Cesare Lanza racconta in un libro i maestri di una professione dal futuro molto incerto
È appena uscito un libro di Cesare Lanza, Ecco la (nostra) stampa, bellezza, La Vela editore, una veloce cavalcata di “ritratti di giornalisti di oggi, alcuni di ieri, grandi e meno grandi”, come recita il sottotitolo. È curioso come sia venuto il desiderio di una recensione all’ultimo arrivato nel mondo del giornalismo, in fondo un parvenu, come sono io. È un libro umile questo dell’amico Cesare, perché esprime giudizi fermi, ma senza un briciolo di cattiveria, non sui giornalisti italiani in genere ma su quelli che ha conosciuto. Pochi tratti di penna (leggera) e ciascuno di noi è consegnato alla storia. E’ una professione (un mestiere?) che non si può raccontare, senza definire il “contesto” e Cesare lo fa con umiltà, senza pretendere di farne un’analisi sociologica, semplicemente dettando un aforisma “Il contesto? / non riuscirò / a capirlo presto”. All’inizio del libro, a mò di prologo, propone dieci aforismi, il decimo, di Albert Camus “Il giornalista è lo storico dell’istante” è quello che sento più vicino alle mie sensibilità.

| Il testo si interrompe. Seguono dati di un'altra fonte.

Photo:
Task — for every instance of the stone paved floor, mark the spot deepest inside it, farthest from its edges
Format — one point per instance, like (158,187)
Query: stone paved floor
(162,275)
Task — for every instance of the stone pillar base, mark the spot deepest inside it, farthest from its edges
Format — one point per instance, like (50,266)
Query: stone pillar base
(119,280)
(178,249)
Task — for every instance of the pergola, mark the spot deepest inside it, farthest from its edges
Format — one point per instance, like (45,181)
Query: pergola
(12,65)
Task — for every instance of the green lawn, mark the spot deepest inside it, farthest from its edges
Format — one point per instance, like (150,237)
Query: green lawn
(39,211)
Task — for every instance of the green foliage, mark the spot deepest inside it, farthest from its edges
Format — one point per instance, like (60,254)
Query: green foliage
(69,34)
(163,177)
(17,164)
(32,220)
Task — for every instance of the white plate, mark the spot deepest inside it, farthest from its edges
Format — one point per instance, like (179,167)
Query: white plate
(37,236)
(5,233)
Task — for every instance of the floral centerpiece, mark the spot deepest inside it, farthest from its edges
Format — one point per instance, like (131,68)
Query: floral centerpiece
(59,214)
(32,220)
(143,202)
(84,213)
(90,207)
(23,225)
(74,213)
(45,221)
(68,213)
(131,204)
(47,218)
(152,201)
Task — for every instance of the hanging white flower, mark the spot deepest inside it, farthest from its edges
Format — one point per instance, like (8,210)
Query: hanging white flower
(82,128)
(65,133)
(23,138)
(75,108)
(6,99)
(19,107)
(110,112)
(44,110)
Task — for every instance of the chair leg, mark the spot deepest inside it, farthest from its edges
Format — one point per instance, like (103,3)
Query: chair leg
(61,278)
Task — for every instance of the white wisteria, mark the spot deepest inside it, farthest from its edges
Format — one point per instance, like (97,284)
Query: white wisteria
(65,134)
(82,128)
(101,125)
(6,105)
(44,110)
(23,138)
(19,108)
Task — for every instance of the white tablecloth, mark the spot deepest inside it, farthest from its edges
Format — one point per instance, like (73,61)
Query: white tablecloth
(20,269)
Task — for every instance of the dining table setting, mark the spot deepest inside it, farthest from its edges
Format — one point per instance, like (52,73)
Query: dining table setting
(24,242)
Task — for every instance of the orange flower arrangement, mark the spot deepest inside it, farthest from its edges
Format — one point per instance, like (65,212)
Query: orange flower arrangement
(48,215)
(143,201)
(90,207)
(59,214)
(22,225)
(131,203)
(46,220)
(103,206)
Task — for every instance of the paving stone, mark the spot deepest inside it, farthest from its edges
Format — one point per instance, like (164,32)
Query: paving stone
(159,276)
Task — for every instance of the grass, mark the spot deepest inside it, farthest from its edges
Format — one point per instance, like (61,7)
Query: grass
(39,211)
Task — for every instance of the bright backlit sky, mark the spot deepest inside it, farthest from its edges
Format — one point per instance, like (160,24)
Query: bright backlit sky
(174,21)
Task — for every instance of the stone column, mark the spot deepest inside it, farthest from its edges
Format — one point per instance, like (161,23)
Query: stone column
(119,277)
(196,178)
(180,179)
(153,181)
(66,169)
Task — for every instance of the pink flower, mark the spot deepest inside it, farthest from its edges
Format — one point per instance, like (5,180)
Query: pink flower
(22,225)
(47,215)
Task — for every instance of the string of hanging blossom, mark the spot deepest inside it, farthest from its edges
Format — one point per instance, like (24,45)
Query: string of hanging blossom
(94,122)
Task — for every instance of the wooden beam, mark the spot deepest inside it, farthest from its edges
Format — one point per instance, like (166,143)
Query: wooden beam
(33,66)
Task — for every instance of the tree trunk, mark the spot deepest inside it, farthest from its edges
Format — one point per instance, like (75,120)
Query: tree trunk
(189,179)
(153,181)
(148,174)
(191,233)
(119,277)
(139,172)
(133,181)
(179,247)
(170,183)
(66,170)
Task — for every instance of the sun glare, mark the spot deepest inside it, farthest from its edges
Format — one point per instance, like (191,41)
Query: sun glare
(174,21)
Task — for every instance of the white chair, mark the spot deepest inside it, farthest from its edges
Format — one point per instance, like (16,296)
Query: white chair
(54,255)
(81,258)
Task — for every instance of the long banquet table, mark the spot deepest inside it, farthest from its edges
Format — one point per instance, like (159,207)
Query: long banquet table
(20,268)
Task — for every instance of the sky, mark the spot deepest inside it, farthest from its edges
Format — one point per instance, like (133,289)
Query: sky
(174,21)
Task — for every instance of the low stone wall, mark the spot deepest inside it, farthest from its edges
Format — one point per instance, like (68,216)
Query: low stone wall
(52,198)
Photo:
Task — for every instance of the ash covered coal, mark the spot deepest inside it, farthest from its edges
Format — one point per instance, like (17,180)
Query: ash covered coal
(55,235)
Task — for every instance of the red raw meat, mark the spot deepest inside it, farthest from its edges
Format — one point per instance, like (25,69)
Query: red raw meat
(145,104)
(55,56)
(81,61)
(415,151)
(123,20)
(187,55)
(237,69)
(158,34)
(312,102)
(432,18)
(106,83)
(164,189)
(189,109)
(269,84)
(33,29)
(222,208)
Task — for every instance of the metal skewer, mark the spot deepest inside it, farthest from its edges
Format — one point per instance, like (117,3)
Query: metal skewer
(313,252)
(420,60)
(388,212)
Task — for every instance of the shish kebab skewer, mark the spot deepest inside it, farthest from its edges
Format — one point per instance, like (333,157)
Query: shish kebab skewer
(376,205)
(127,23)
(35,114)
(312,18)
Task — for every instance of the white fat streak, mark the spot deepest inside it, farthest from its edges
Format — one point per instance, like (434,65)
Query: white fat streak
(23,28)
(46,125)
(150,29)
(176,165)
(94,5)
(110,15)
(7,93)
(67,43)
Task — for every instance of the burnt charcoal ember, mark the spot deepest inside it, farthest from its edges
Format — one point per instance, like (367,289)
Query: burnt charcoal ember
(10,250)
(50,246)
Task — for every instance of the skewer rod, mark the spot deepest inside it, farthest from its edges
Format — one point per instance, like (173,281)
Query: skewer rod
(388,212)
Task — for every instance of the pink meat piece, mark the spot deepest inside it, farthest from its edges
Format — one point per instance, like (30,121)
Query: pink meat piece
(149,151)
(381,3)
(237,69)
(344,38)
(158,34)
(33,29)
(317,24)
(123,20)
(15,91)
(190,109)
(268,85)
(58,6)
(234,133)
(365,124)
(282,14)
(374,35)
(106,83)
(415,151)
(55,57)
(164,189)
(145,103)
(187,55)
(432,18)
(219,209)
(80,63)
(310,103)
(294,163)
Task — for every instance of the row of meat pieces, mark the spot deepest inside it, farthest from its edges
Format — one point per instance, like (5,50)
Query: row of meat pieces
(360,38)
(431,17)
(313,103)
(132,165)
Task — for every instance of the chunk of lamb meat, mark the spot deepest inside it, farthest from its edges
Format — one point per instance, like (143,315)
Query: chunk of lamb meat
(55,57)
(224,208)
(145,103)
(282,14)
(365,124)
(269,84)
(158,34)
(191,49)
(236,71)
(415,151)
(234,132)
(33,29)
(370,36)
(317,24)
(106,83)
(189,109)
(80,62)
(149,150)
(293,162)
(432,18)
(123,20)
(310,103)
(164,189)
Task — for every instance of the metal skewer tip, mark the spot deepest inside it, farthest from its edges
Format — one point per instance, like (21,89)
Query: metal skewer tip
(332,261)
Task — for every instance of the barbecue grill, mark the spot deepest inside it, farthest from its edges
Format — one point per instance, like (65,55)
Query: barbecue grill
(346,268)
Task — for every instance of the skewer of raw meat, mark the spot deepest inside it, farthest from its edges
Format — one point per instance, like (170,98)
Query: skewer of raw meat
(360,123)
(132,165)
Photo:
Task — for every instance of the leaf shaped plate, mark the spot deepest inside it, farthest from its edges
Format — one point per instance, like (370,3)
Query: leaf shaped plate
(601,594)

L’aspetto positivo di questo libro è proprio il “contesto” che emerge dai ritratti di tutti i personaggio che hanno il privilegio di essere citati. Il contesto del passato e del presente, della crisi (irreversibile?) della carta stampata. Non c’è nulla del futuro, perché il giornalista è, appunto, lo “storico dell’istante”. Il giornalista è la versione laica, popolare del magistrato, entrambe le professioni entrano in gioco dopo che i fatti sono avvenuti, i giornalisti li raccontano, i magistrati li giudicano, per questo sono entrambi odiati dal potere (Napoleone Bonaparte diceva “C’è da avere più paura di tre giornali ostili che di mille baionette”).
Sarebbe bello che Cesare Lanza dedicasse le sue riflessioni sul giornalismo attuale proiettandole sul futuro di questa professione, ipotizzando il contesto nel quale dovranno lavorare i nostri giovani colleghi. Noi siamo stati abituati a confrontarci con un potere rappresentato dagli Enrico Mattei, dai Gianni Agnelli, dagli Enrico Cuccia e giù, giù, fino ai Silvio Berlusconi. Come cambierà il nostro mestiere quando i nuovi potenti (i nostri nuovi interlocutori che dobbiamo raccontare ai nostri vecchi “padroni”, i lettori) si saranno consolidati al vertice? Penso profondamente, la schiena dovrà ancor più irrigidirsi, il coraggio diventare vieppiù spregiudicato, la scrittura più nervosa. Ne vedremo delle belle, caro Cesare.